Da wir Menschen uns gern an das erinnern lassen, was in den Tagen der Jugend unsere Herzen bewegte, so darf ich wohl auch hoffen, daß manche Leser der „Gartenlaube“ mir gern in jene Gegenden folgen werden, die einst der Schauplatz der Thaten Lederstrumpfs waren.

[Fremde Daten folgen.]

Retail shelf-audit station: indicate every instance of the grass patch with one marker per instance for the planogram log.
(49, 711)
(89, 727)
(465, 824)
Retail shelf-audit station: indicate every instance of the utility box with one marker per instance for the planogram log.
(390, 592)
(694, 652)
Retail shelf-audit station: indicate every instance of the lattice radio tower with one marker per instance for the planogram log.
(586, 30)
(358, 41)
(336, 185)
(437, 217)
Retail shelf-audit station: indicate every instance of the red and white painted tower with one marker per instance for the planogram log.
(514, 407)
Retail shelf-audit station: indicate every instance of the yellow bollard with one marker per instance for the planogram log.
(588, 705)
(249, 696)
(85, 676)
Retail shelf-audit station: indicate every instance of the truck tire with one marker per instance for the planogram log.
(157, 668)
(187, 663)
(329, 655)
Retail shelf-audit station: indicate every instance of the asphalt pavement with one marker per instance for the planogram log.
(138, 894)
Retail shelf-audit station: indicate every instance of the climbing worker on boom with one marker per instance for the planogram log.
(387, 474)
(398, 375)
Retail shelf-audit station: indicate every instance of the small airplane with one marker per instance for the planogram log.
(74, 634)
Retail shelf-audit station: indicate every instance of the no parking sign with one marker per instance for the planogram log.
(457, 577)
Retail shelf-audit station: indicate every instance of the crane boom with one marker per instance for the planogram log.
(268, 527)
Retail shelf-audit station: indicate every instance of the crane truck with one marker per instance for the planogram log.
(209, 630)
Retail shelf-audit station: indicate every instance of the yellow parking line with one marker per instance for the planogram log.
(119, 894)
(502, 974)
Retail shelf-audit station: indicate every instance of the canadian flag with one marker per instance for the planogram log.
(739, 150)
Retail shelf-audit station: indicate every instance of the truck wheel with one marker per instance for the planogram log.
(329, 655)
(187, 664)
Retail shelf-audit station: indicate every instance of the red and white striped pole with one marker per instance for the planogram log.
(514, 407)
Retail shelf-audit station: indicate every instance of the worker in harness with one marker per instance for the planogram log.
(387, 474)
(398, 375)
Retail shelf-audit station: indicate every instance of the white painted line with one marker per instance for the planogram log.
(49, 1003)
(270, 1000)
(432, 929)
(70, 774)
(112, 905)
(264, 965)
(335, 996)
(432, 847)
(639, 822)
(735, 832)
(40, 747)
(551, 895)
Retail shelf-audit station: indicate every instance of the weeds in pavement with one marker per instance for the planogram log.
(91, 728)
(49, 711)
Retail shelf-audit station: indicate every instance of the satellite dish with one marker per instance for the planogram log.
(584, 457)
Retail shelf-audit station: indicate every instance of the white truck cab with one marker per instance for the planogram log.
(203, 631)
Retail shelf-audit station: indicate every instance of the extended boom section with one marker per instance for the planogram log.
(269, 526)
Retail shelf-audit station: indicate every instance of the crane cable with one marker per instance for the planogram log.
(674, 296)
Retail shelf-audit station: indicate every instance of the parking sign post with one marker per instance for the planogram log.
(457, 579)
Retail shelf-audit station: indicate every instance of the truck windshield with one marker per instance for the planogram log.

„Wie,“ so höre ich fragen, „ist denn Lederstrumpf nicht eine der Phantasie Coopers entsprungene Romanfigur, die in Wirklichkeit nie existierte?“ Ich kann diese Frage ebensowohl bejahen wie verneinen, denn Lederstrumpf ist eine erdichtete Figur, aber die sie kennzeichnenden Züge sind einer historischen Persönlichkeit entnommen. Es läßt sich nachweisen, daß James Fenimore Cooper, als er im Jahre 1822 „die Pioniere oder die Ansiedler an den Quellen des Susquehannah,“ den zuerst erschienenen Teil seiner Lederstrumpfsgeschichten, schrieb, für seinen Nathanael Bumppo eine bestimmte Persönlichkeit als Vorbild benutzte, den als Jäger und Indianerkämpfer, noch mehr aber als ersten Pionier des Staates Kentucky berühmt gewordenen Daniel Boone. Dieser um das Jahr 1735 in Pennsylvanien geborene Mann war einer der ersten jener kühnen, wetterfesten, im Kampf mit Indianern und den Bestien der Urwälder gestählten Vorläufer der Kultur, welche die Gipfel der Alleghanys erstiegen und die Blicke über jene Wildnis hinwegschweifen ließen, durch deren Wälder und Prairien die Flüsse in einem westwärts gerichteten Laufe dem sagenhaften Mississippi zueilten.

Daniel Boone.
Nach dem Originalgemälde von Chappel.

Büffelherden, die nach Tausenden zählten, weideten damals ungestört auf den berühmten Grasebenen des heutigen Kentucky, die Wälder bargen zahllose Hirsche, Bären, Biber und andere kostbare Pelztiere, und zu gewissen Jahreszeiten verfinsterten sich die Lüfte durch die endlosen Scharen der Wändertauben. Mächtig angezogen durch den Anblick dieser Terra incognita, stieg Boone von den wolkenumzogenen Höhen hernieder, um in den Wäldern am Quellgebiet des Kentucky eine versteckte Blockhütte aufzuschlagen und der Jagd obzuliegen. Boone war von fünf ebenso kühnen Männern begleitet, die aber alle von den Indianern umgebracht wurden oder in Gefangenschaft derselben gerieten. Mehrere Monate verbrachte Boone allein in der unendlichen Wildnis, ward im Jahre 1760 aber ganz unerwartet von seinem Bruder aufgefunden, mit dem er nach seinem früheren Wohnsitz zurückkehrte. Das geschah aber nur, um die Familien der beiden zur Uebersiedlung in die menschenleere Wildnis zu bewegen. Fünf andere Familien sowie vierzig wohlbewaffnete Männer schlossen sich dem Zuge an, der aber, noch ehe er das Ziel erreichte, in harten Kämpfen mit den Indianern sechs Mann, sowie alles Vieh einbüßte. Entmutigt durch diesen schweren Verlust, gab die kleine Karawane die Reise nach Kentucky auf und ließ sich in Südwest-Virginien nieder; Boone hingegen drang später an der Spitze einer neuen Schar abermals bis in die im Herzen von Kentucky gelegene Wildnis vor und gründete im Juni 1775 am Ufer des Kentuckyflusses die aus rohen Blockhütten bestehende, wohlbefestigte Niederlassung Boonesborough. Die Geschichte derselben war während des ersten Jahrzehntes eine fast ununterbrochene Kette der erbittertsten Kämpfe mit den Indianern, die zu verschiedenen Malen in gewaltigen Haufen die Ansiedlung wochenlang belagerten und ihr die schwersten Verluste zufügten.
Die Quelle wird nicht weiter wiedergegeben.